One of those developments I cited was Andrew Sullivan’s “resignation” from his position as a columnist with New York Magazine. I put resignation in quotes because it is pretty clear, in reading his final column, that Sullivan was told he was no longer a fit for that publication. He doesn’t question the right of a magazine or his editor to make such a decision. He accepts it, quite graciously, I’d say.

But he does explore why he is no longer a fit in a way that sheds further light on the issues raised in my “Trump Could Still Win,” blog. I encourage you to read that sign-off column. But for those who don’t want to read the whole thing, here’s an excerpt, that gets to the heart of it.

“What has happened, I think, is relatively simple: A critical mass of the staff and management at New York Magazine and Vox Media no longer want to associate with me, and, in a time of ever tightening budgets, I’m a luxury item they don’t want to afford. And that’s entirely their prerogative. They seem to believe, and this is increasingly the orthodoxy in mainstream media, that any writer not actively committed to critical theory in questions of race, gender, sexual orientation, and gender identity is actively, physically harming co-workers merely by existing in the same virtual space. Actually attacking, and even mocking, critical theory’s ideas and methods, as I have done continually in this space, is therefore out of sync with the values of Vox Media. That, to the best of my understanding, is why I’m out of here.

“Two years ago, I wrote that we all live on campus now. That is an understatement. In academia, a tiny fraction of professors and administrators have not yet bent the knee to the woke program — and those few left are being purged. The latest study of Harvard University faculty, for example, finds that only 1.46 percent call themselves conservative. But that’s probably higher than the proportion of journalists who call themselves conservative at the New York Times or CNN or New York Magazine. And maybe it’s worth pointing out that ‘conservative’ in my case means that I have passionately opposed Donald J. Trump and pioneered marriage equality, that I support legalized drugs, criminal-justice reform, more redistribution of wealth, aggressive action against climate change, police reform, a realist foreign policy, and laws to protect transgender people from discrimination. I was one of the first journalists in established media to come out. I was a major and early supporter of Barack Obama.

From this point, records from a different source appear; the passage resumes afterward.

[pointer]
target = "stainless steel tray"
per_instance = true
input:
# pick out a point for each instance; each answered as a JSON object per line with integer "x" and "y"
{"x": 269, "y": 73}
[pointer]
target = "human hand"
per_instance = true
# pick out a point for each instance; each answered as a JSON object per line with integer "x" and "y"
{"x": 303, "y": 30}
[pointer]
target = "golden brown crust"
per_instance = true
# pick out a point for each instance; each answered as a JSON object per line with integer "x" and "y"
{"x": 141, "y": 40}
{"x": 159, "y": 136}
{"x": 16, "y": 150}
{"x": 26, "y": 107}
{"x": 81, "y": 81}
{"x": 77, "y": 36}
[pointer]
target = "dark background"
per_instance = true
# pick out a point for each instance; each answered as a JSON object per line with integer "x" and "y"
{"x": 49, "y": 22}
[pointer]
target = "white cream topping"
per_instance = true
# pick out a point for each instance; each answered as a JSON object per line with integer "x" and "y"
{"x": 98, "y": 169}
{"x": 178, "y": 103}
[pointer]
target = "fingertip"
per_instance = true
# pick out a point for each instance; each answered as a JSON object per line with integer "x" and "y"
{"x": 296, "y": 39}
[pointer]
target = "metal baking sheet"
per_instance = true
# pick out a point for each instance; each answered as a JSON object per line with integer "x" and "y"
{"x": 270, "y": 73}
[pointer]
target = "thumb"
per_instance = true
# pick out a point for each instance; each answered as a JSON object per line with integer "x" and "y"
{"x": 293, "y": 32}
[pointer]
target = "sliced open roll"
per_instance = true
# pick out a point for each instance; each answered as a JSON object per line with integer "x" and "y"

I intend to vote for Biden in November.

“It seems to me that if this conservatism is so foul that many of my peers are embarrassed to be working at the same magazine, then I have no idea what version of conservatism could ever be tolerated.”

For those of you wishing extra credit, you will find a link in Sullivan’s column attached to the term “critical theory.” While it is as one of you wrote about the original blog, “deep stuff,” it is worth checking out. At the risk of over-simplification, “critical theory” scholars and those influenced by them prioritize ideology, in service of liberation movements, over truth (the existence of which they question). The cause is more important than accuracy or fairness. You might also wish to follow his link to a current project at the Smithsonian on “white culture.”

As a side note, that blog was carried at Post Alley, under the headline, “Left-Wing Fascism? Which Opinion Is Allowed?” There my piece created a little kerfuffle that you can follow in the comments thread. Post Alley is a Seattle-based aggregating site that usually publishes something from me each Friday.

I think of myself as a liberal, but in a more classical sense of that term, than is sometimes the case in common usage today. Like Sullivan, I prize truth, complexity and fairness over any cause or ideology. I cling to the belief that individuals are more, more interesting, complex and mysterious, than any group label or group identity. Yes, social location is important. We are all shaped and limited by our experience. But not all truth is relative.